With my bushmaster if I took my time I could group every two or three shots within a nickel at 100 yards just using the bulk lake city fmj ammo. Im sure I could have done better with a better load and more patience. I still have a 200 yard target some where stuck to my ammo can I will try to find it to load it up. Oh and earlier when I mentioned my scope having bad eye relief it was more my neck would get sore trying to keep my cheek down on my awkard stock. A guy at the gun club suggested wrapping a towel tightly around it to raise up my cheek but I didnt want to ugly my bada$$ looking gun so never tried it.


----------



## Bax* (Dec 14, 2008)

I was thinking of getting a Lead-Sled or something similar to get it sighted in better. 
Good or bad idea?


----------



## Al Hansen (Sep 7, 2007)

$$$$$$$$ I don't know what they cost but you can purchase a small fold down table at COSTCO (SAMS) and use some sand bags stacked or a Harris Bipod and I'll bet you will see those groups shrink like you was swimming in cold water. :shock:









:lol:


----------



## Bax* (Dec 14, 2008)

Al Hansen said:


> $$$$$$$$ I don't know what they cost but you can purchase a small fold down table at COSTCO (SAMS) and use some sand bags stacked or a Harris Bipod and I'll bet you will see those groups shrink like you was swimming in cold water. :shock:
> :lol:


Ha ha good advice. I was thinking of getting a bench rest Harris bi-pod. I have a bi-pod on my .204 and love it. 
I was using a small leather rifle rest I usually shoot with on the AR, but I was so darn shakey with not being able to get my cheek rested on the stock and figuring out how to hold the pistol grip steady. 
Maybe just an off day for me?


----------



## JTW (Feb 19, 2009)

Now I am just thinking out loud here...
I just bought a Nikon scope with the BDC reticle. I put it on a Rem 700 in 270. The owners manual said the drop points work best with ammo that travels around 2700/2800 FPS. Now I am wondering if high velocity 223 rounds (some over 3400 FPS) are going to end up hitting high? Did you say it was a varmit special? I wonder if they have compensated for a higher velocity round. Would this effect the point of impact?


----------



## Bax* (Dec 14, 2008)

JTW said:


> Now I am just thinking out loud here...
> I just bought a Nikon scope with the BDC reticle.
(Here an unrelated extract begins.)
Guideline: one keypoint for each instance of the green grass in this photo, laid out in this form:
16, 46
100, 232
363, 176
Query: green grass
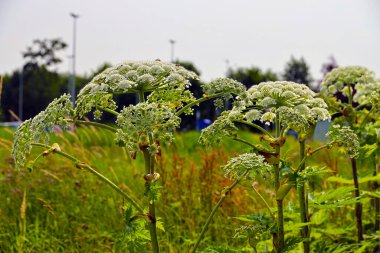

I put it on a Rem 700 in 270. The owners manual said the drop points work best with ammo that travels around 2700/2800 FPS. Now I am wondering if high velocity 223 rounds (some over 3400 FPS) are going to end up hitting high? Did you say it was a varmit special? I wonder if they have compensated for a higher velocity round. Would this effect the point of impact?


I was wondering the same thing. My scope's manual says to shoot a 55gr bullet at 3200 fps.
So what if I am shooting slower than that? Does the inverse happen?


----------